His sympathy with the poor stemmed from his childhood and his father’s inability to stay out of debt. Hard Times is Dickens’ shortest novel and is considered by many to be a satire, the story revolves around the hard-headed disciplinarian Mr Thomas Gradgrind. Through the thinking of this character, Dickens examines the utilitarian philosophy of the time and exposes some of the hypocrisy of those in positions of power. The novel is set in the fictional city of Coketown. The city may be based on Dickens’ own experiences of Preston where the industries and factories are similar to those of Coketown.
”A town of red brick, or of brick that would have been red if the smoke and ashes had allowed it.” In the very first paragraph of the first chapter we are introduced to the principles of Thomas Gradgrind “Now what I want is facts. Teach these boys and girls nothing but facts. Facts alone are wanted in life.” These principles not just forced upon the reader from the very start but we are told they are forced upon Gradgrind’s children and all the children of the school. Right away, the reader is given an insight into the workings of Coketown and to Dickens excessive use of hyperbole. The word “emphasis” is repeated six times in one paragraph, this not only gets the point across but also gives us an insight into Thomas Gradgrind’s personality.
However, in the chapters to follow, Gradgrind’s utilitarian philosophy begins to show sighs of being flawed and weak. Young Tom and Louisa Gradgrind who have been brought up in a life based firmly on facts defy their upbringing by visiting the circus. Their rebellious attitudes are summed up by Louisa Gradgrind’s statement “I have been tired a long time … of everything, I think” Their emotions, imaginations and even their very human nature had been subdued and buried for so long by their father’s utilitarian regime that they had to escape. Louisa begins to realise that she has not done a lot with her life, she is growing up and her childhood has been stolen from her. This is the reason why the second chapter is tiled “Murdering the Innocents,” it is referring to the innocence of childhood. In the eighth chapter, Louisa tells her troubles to her brother Tom.
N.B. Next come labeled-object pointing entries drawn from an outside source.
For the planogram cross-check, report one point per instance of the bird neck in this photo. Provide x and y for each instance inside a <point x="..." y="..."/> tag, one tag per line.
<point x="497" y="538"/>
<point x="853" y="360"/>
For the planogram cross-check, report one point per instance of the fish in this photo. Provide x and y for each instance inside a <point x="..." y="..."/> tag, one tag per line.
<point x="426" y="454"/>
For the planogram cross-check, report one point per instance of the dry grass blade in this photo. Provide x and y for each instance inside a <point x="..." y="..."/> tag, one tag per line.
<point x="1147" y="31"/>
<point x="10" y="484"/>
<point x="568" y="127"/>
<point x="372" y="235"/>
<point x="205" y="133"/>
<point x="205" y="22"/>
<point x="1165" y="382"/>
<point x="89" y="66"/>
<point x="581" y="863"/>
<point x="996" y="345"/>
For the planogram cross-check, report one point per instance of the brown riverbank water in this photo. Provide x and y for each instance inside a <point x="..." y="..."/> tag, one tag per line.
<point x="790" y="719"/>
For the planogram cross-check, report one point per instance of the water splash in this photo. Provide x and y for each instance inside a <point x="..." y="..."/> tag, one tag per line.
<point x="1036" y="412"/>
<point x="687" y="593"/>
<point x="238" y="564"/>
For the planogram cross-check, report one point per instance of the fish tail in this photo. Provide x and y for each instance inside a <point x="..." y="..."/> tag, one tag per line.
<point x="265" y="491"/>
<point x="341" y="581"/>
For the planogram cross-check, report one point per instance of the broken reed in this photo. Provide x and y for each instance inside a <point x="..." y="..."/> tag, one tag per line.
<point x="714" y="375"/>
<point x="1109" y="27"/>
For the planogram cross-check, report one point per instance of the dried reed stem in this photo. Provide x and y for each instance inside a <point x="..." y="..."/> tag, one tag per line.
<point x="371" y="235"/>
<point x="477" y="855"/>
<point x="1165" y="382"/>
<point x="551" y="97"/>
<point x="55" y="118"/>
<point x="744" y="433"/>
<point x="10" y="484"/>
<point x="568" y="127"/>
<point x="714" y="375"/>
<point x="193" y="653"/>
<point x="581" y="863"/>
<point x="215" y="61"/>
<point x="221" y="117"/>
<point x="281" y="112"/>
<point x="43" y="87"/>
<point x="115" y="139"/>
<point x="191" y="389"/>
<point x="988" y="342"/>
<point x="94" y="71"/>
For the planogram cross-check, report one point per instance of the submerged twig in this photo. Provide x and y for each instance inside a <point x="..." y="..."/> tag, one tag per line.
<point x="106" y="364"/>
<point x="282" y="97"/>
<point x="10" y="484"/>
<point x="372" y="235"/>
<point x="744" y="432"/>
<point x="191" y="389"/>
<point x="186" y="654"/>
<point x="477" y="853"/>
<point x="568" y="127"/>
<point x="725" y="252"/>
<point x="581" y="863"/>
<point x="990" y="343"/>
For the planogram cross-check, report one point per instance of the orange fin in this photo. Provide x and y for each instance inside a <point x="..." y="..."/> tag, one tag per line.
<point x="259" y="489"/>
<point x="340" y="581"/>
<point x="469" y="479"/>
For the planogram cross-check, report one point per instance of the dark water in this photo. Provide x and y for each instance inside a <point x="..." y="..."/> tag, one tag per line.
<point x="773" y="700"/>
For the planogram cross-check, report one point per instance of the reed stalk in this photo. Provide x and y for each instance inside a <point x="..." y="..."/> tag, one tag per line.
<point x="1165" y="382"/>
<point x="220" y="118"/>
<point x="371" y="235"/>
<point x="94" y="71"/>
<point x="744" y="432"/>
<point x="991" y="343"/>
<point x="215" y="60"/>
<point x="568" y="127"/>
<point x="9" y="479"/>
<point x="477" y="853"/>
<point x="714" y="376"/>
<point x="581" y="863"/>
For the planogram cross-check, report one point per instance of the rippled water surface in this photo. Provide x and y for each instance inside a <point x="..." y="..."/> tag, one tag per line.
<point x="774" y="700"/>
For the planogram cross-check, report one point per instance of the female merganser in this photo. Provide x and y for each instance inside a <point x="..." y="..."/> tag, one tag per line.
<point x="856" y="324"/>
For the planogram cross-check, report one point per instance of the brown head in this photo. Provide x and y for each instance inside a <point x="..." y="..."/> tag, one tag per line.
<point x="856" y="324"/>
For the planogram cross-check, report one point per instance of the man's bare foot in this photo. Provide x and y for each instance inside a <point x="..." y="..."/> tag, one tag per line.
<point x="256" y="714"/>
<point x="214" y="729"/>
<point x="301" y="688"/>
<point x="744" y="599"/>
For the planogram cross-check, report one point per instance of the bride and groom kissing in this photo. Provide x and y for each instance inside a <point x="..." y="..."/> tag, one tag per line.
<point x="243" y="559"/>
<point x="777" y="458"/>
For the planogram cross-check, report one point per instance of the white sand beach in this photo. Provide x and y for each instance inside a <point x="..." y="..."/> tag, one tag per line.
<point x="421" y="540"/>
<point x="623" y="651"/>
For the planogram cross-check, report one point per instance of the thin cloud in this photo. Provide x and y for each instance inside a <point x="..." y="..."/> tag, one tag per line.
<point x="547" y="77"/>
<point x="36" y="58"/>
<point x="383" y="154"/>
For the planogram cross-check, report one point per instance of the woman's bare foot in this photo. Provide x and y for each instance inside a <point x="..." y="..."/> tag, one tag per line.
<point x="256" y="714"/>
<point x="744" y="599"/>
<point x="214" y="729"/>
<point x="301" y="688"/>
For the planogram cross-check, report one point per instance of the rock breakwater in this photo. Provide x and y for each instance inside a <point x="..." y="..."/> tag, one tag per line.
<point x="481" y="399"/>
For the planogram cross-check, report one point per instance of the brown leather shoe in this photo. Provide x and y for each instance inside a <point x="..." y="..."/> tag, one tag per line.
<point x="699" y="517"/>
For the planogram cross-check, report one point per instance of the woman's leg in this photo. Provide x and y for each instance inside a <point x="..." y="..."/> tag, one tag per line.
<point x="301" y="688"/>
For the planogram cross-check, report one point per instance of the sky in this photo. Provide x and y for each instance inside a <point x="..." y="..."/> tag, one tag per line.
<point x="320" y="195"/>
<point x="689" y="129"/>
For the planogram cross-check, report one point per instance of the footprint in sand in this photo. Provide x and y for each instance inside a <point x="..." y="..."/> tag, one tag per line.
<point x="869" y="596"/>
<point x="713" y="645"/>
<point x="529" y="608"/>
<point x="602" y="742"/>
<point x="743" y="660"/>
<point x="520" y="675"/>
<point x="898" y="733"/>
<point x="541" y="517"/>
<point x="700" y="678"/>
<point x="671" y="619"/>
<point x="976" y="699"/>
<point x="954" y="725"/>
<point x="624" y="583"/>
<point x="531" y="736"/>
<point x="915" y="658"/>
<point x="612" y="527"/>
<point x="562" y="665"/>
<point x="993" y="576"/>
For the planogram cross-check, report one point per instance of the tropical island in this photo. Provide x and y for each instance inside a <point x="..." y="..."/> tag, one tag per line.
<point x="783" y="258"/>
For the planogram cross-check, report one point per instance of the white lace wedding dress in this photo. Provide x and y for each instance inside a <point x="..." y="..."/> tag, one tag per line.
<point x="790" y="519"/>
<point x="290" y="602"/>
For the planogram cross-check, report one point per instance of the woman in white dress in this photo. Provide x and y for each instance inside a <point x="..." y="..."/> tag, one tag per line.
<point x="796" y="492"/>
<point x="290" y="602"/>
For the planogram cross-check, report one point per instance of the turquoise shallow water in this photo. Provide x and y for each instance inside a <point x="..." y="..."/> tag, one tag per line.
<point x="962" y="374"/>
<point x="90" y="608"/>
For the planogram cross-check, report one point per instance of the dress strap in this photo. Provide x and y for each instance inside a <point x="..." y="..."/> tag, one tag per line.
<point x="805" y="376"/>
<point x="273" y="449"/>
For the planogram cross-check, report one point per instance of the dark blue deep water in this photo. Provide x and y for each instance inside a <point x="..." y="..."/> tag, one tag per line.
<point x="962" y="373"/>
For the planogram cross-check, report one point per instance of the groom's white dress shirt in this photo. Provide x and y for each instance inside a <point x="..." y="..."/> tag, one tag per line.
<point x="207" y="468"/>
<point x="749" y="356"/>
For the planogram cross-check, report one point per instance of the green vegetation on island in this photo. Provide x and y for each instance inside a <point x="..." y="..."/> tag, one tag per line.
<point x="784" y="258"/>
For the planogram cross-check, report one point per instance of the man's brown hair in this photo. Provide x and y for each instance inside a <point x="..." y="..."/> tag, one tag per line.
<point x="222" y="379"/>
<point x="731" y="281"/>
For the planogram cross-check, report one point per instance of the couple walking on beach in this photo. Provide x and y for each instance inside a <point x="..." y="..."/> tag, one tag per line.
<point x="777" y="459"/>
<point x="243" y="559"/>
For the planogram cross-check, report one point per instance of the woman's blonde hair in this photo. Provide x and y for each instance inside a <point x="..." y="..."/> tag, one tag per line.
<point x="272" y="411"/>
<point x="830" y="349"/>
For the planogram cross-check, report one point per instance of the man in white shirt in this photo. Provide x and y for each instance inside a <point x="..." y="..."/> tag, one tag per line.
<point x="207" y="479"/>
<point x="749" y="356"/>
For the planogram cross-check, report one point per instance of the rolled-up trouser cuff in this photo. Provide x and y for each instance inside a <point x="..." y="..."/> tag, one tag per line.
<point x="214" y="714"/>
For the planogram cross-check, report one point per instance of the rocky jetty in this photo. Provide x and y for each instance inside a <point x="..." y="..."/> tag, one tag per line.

“It made me think after all, how short my life would be and how little I could hope to do in it” Her childhood is coming to an end and when she sees Sissy Jupe, she realises how much she has missed. However, she is still thinking logically and not trusting her emotions, her behaviour is indicative of the utilitarianism philosophy. She feels the only person she can confide in is young Tom. Sissy Jupe has been brought up in the circus and her values are in direct conflict with Thomas Gradgrind. She cannot understand the philosophy of the greatest good for the greatest number; “It must be just as hard upon those who were starved whether the others were a million or a million million.”
This is the opposite of Thomas Gradgrind’s utilitarian philosophy. She sees the people who fall out of the majority. The irony is that Thomas Gradgrind has adopted Sissy; invited the antithesis of the Gradgrind household’s ides into the Gradgrind’s home. Stephen Blackpool is the reality of Coketown; he led a monotonous life, was an ordinary person and did not see himself as remarkable. “He took no place among those remarkable ‘hands’ who… had mastered difficult sciences and acquired a knowledge of most unlikely things.” He was just another statistic brought into the uniform world known as Coketown.
The way Dickens describes all the inhabitants of Coketown as ‘hands’ agrees with the Gradgrind’s utilitarian system. Hands do not think, hands do not have emotions; they just do what they are told. With this in mind, we would think that Mr Bounderby, who grew up as a vagabond, as a ‘hand’ and raised himself to a place of power, would be sympathetic towards Stephen Blackpool. However, he does not, he hypocritically treats Stephen with absolutely no respect. He tells him that divorce is not for the type of people like Stephen Blackpool; “Don’t talk nonsense…the only thing you have got to do, is, to mind your piece-work.”